Our report and even the subject material was deemed too radical for council to consider and was left to gather digital dust in the councils files.

While the threats of peak oil, financial and geo-political instability keep bubbling away in the background, the unfolding climate emergency has been the driver of a much larger initiative, The Hepburn Shire Zero Net Emission Transition;  a plan, process and projects to achieve this goal by 2030. Hepburn Z NET is supported by Sustainability Victoria, Hepburn Shire, Hepburn Wind, overseas foundations and a wide spectrum of local groups.

In my submission to council on the proposed local law I wrote;

In light of the recommendations made in our Energy Descent Action Planning consultancy to council and the more recent declaration of a climate emergency, the proposed Local Law is a stunning example of governance dysfunction, that sets up Hepburn Shire Council for an unwinnable collision with household and community self-provision and self-regulation.

The ZNet submission on the local laws was more diplomatic than mine.

“Hepburn Z NET seeks to further unlock the volunteer and financial value across the community of citizens participating in and leading a transition. Enabling and supporting citizen action in this way also provide important support and resource savings for Council in a climate emergency future. Having Local Laws that best support the community to be responsible for its assets is strongly recommended rather than Local Laws that seek to penalise and prevent community leadership”

This review of local laws is an opportunity to reframe regulations that encourage existing household and community leadership towards self organising, resilient and low carbon living.

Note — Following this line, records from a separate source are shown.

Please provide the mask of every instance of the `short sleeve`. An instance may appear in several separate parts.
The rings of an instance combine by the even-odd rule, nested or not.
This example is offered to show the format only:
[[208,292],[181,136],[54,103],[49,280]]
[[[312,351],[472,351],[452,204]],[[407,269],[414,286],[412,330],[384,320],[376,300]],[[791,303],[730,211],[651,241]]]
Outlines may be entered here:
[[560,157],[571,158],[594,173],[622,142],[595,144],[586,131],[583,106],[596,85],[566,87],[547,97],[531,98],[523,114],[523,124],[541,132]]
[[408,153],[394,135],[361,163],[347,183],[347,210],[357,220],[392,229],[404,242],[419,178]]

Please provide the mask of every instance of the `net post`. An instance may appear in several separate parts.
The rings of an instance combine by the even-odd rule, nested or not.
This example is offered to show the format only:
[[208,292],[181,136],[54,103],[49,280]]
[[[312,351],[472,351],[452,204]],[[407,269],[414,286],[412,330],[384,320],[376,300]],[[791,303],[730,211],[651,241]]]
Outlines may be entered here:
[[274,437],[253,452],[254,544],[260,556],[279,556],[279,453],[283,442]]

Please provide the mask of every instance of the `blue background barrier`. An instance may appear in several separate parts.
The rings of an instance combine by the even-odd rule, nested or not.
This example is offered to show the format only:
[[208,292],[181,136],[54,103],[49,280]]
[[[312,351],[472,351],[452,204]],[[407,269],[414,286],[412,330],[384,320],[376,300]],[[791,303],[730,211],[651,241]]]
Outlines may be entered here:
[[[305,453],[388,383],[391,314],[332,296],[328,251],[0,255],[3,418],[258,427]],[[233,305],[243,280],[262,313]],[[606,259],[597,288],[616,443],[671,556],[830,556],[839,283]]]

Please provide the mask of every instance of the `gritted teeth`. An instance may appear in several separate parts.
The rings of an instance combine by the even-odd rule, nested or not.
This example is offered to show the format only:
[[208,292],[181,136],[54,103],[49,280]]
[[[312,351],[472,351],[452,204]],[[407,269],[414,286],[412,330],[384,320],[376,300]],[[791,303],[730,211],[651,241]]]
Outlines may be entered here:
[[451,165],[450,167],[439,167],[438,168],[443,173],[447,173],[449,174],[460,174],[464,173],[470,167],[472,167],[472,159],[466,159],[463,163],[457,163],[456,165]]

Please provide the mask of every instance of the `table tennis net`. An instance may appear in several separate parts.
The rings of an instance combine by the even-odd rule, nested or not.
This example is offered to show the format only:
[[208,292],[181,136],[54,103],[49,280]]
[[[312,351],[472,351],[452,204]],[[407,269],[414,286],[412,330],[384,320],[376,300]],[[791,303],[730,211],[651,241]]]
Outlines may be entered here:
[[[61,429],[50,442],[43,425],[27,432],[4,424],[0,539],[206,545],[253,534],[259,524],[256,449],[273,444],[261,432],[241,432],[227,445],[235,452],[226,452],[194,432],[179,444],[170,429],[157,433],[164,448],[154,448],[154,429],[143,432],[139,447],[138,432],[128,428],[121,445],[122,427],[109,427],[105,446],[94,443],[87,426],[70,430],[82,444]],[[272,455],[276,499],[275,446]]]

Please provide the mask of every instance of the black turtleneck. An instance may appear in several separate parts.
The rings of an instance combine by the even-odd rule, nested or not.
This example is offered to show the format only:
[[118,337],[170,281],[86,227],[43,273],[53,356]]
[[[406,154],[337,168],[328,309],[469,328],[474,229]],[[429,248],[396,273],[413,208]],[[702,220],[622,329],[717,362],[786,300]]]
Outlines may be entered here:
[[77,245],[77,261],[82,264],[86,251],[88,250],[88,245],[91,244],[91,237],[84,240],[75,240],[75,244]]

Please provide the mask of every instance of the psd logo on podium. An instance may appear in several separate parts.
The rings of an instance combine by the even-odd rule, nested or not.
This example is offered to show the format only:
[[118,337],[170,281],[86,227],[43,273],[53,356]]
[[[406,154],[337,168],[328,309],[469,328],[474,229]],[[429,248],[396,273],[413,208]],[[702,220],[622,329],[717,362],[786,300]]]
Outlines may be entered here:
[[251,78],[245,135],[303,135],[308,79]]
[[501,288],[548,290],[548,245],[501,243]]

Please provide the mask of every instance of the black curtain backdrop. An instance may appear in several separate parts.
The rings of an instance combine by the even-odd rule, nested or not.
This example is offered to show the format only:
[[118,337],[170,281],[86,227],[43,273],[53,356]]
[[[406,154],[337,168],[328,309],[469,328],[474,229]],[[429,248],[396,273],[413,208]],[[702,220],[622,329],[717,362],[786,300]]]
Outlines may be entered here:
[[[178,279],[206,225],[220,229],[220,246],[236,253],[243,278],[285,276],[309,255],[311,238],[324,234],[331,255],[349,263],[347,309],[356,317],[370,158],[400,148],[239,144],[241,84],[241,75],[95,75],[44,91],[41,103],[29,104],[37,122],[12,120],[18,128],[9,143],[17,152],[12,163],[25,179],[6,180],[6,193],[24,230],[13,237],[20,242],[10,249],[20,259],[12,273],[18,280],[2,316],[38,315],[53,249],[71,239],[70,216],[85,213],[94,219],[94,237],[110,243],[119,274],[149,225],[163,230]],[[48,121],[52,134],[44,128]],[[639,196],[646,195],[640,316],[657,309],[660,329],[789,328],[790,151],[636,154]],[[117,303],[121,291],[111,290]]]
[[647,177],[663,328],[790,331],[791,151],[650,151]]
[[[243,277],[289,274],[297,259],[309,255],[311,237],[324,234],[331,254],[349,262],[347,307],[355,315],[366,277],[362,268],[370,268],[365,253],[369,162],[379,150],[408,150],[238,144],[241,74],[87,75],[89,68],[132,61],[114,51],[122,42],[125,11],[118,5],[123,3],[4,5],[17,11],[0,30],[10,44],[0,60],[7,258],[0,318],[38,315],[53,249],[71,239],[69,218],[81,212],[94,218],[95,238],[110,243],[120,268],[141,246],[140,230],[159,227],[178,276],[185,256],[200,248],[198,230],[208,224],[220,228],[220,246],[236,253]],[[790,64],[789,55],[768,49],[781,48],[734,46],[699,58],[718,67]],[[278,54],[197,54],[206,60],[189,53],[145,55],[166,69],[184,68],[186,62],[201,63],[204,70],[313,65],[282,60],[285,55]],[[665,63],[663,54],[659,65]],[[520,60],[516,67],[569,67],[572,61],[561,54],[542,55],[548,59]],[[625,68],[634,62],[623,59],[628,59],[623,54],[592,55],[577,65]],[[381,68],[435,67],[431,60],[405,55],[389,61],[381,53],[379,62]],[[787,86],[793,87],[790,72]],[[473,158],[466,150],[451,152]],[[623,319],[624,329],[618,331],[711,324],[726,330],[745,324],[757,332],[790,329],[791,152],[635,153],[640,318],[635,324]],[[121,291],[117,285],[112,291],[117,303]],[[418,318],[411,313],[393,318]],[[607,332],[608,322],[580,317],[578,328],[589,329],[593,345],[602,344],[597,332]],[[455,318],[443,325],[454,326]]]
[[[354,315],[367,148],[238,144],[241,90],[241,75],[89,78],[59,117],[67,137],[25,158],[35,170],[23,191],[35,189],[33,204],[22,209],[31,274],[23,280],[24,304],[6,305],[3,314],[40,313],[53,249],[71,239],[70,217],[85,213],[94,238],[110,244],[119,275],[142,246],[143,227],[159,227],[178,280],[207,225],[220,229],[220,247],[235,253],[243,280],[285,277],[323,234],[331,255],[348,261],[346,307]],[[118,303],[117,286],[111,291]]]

By reducing red tape for residents doing small sensible stuff, council can focus its limited resources on real regulation of larger scale, bank financed commercial development to ensure these projects reflect sustainability objectives. By cutting red tape for residents, council could gain support from locals who philosophically reject regulation and those who support stronger regulation (of big business and corporations)

A radically redrafted law could encourage local residents to proactively manage adjacent and nearby public land without permits.

if they are;

  • natural persons (rather than corporations)
  • have liaised with other local residents potentially affected by the activity
  • are not making monetary gain as part of a formal business
  • are not using bank finance and/or machines greater than 5kw power? in the activity

Council could retain the right to retrospectively require a permit (or prohibit) a particular activity undertaken if it;

  • received substantial objection from local residents adversely affected by the action


  • could identify significant adverse impacts on Council infrastructure,  ecological values, public amenity and/or safety, greater than any community and environmental benefits.

On some occasions this would require council officers to adjudicate in contentious cases, but this is what we pay officers for, rather than charging fees to tick boxes. This would create meaningful work for staff rather than more of what is technically described as “bullshit jobs”.

In the absence of a serious reform of local laws to reflect Council’s declaration of a climate emergency and its important role in Hepburn ZNet, residents committed to self organised household and community non monetary economies, will have to ignore the regulations, focus more effort on gaining the social licence from neighbours, and build solidarity networks to defend our actions and territory from dysfunctional governance (by our own council).